La ricerca
Stefano Andreis, presidente di Federpreziosi Confcommercio
Il mondo del gioiello parte 3
"Oggi non basta più offrire dati tecnici o informazioni su un gioiello: serve costruire un racconto capace di generare emozione, valore e fiducia". Sono le parole con cui Stefano Andreis, presidente di Federpreziosi Confcommercio, ha commentato i dati del Rapporto di ricerca dell’Osservatorio Federpreziosi 2025, realizzato in collaborazione con Format Research. Studio che ha permesso di comprendere perché la maggior parte degli italiani non prende più in considerazione l'acquisto di un monile (clicca qui per leggere) e di tracciare la nuova geografia delle gioiellerie italiane (in 12 anni 5.400 chiusure, clicca qui). Sul rapporto venditore-cliente, secondo Andreis occorre "rimettere al centro l’importanza di saper narrare un gioiello. Lo storytelling, quando è fondato su competenza e trasparenza, diventa parte integrante dell’esperienza d’acquisto e rafforza il legame tra il cliente e ciò che indossa. Per questo il lavoro sinergico con tutti i protagonisti della filiera sarà sempre più determinante per parlare una lingua comune e dare al gioiello un significato autentico".

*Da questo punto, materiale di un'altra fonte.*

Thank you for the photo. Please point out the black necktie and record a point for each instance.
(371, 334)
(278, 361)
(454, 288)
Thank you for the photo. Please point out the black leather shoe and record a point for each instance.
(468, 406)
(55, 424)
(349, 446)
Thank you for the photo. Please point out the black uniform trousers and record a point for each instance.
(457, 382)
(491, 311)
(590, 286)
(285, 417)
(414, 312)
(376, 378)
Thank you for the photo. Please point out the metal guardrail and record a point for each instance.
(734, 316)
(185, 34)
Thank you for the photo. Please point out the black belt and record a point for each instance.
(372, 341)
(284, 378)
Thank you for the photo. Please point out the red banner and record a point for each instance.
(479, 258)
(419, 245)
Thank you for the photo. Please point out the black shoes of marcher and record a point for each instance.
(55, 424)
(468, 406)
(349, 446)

"Per la prima volta siamo usciti da una sorta di comfort zone, scegliendo di condurre l’indagine sui ‘non consumatori di gioielli’, ovvero predisponendoci ad affrontare un target che mette il settore a confronto con realtà anche scomode", ha aggiunto il direttore di Federpreziosi Confcommercio, Steven Tranquilli. Ecco perché "la ricerca porta con sé un forte elemento di novità". Ma oltre ai numeri, alle statistiche, alle interpretazioni, alle ipotesi a Vicenzaoro non sono mancate le testimonianze degli addetti ai lavori, preziose in una fase di analisi.
Nuove sfide per il mondo dell'oro e dei gioielli
Alberto Ravagnan Perini, gioielliere a Chioggia (Venezia) ha sottolineato "l’essenziale apporto di Federpreziosi Confcommercio alla crescita del nostro settore. Senza la professionalità di una squadra così competente, la formazione, le ricerche, i momenti di confronto non solo in occasione degli appuntamenti fieristici di settore, non avrei potuto portare la mia realtà agli ottimi livelli che sono riuscito a raggiungere oggi, principalmente rafforzando l’identità di brand della nostra azienda, lavoro in cui mi sono sentito realmente accompagnato e supportato". Gianluca Versace, gioielliere a Polistena (Reggio Calabria) e Siena ha sottolineato l'importanza “dell’aggiornamento costante e la formazione sono elementi indispensabili per crescere davvero, come professionisti e come imprese. È proprio da qui che nascono energia, visione e nuovi spunti per ampliare la nostra attività e, soprattutto, per fare formazione a nostra volta. Oggi abbiamo una responsabilità in più: raggiungere
i giovani, le scuole e il pubblico finale attraverso eventi e momenti di dialogo. È una leva fondamentale per raccontare la bellezza del nostro mondo, trasmettere competenze e costruire un legame autentico tra gioielleria, cultura e futuro".
Preziosa anche la testimonianza di Chiara Quatrale, gioielliera in una metropoli, Roma: "Ho costruito il mio brand monomarca on-line prima di approdare a una sede fisica. Questo mi ha senza dubbio insegnato il valore del personal branding, del racconto, della cura dell’immagine e l’importanza di saper raccontare al pubblico tutto questo insieme al prodotto. Ora il mio spazio di vendita a Roma parla di cura, passione e accoglienza: una scelta che reputo senza dubbio non solo vincente, ma direi imprescindibile per la vita della mia attività”.